You now understand the STM32F103C8T6 Microcontroller’s pinout, memory, and peripherals. When you look at pinout tables or the clock tree diagram, you can fix design problems fast. This knowledge helps you make better embedded systems. For more practice, check out these helpful resources:

Try these next steps to grow your skills.

FAQ

What development tools can you use with the STM32F103C8T6?

You can use STM32CubeIDE, Keil uVision, or PlatformIO. These tools help you write, debug, and upload code. You can also use Arduino IDE with the STM32duino core for simple projects.

How do you program the STM32F103C8T6 microcontroller?

You connect the microcontroller to your computer using a USB-to-serial adapter or ST-Link programmer. You use software like STM32CubeProgrammer to upload your code. You set the BOOT0 pin high to enter programming mode.

Can you use Arduino libraries with STM32F103C8T6?

Yes, you can use many Arduino libraries.

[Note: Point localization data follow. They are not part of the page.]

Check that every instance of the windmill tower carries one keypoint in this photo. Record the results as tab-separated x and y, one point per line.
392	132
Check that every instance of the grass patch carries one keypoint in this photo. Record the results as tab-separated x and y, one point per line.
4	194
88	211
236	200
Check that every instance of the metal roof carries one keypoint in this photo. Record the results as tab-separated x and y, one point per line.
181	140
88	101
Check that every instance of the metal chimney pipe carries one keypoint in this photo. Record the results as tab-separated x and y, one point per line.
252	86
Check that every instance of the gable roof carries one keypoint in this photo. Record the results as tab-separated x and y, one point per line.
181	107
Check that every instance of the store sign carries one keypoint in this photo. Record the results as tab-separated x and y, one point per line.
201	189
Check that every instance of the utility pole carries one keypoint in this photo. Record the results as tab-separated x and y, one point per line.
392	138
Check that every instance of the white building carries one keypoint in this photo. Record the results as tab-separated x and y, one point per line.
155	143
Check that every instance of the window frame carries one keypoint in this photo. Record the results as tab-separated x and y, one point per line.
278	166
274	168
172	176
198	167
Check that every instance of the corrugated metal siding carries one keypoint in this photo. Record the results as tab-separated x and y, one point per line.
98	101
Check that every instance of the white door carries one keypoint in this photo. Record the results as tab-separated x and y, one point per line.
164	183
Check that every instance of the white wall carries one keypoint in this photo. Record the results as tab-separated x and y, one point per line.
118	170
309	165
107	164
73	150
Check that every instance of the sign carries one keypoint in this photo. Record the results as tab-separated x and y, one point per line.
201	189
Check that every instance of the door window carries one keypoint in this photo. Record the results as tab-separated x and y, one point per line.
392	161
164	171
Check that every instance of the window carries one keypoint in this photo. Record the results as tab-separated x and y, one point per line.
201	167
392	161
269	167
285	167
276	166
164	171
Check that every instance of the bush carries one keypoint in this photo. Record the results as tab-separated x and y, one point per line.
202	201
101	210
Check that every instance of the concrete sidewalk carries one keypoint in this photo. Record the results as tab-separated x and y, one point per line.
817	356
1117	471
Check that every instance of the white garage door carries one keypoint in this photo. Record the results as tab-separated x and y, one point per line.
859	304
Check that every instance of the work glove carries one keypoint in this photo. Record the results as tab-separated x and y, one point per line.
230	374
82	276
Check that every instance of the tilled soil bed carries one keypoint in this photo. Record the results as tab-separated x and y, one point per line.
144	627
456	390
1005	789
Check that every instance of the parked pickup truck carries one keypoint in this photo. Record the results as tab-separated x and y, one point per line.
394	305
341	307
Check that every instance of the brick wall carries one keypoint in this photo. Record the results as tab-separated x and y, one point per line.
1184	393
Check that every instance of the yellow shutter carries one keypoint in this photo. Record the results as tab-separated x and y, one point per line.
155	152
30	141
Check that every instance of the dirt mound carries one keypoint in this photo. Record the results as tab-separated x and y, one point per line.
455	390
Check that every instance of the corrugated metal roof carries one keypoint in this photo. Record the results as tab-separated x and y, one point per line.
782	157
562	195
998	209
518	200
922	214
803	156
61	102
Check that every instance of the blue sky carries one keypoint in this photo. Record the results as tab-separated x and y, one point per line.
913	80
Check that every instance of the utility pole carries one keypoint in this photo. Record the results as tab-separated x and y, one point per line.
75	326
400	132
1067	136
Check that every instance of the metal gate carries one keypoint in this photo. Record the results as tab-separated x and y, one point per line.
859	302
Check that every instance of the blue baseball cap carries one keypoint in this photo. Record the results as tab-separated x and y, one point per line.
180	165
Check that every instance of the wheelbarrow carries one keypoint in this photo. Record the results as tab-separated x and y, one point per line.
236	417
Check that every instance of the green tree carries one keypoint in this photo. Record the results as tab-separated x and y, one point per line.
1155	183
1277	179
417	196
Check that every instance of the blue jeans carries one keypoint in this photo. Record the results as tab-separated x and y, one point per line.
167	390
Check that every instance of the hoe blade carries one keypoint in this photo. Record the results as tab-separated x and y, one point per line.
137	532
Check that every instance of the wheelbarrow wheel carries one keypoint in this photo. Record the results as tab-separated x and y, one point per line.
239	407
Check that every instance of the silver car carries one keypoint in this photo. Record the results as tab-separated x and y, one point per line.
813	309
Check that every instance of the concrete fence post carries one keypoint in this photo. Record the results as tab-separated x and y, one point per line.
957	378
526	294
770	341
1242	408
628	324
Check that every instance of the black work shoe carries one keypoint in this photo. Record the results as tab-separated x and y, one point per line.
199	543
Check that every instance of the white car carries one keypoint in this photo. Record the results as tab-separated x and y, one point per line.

You install the STM32duino core in Arduino IDE. You write code like you do for Arduino boards. Some libraries may need small changes for STM32 compatibility.

What is the maximum clock speed you can set for STM32F103C8T6?

You can set the clock speed up to 72 MHz. This gives you fast performance for most tasks. You can lower the speed to save power if your project does not need maximum speed.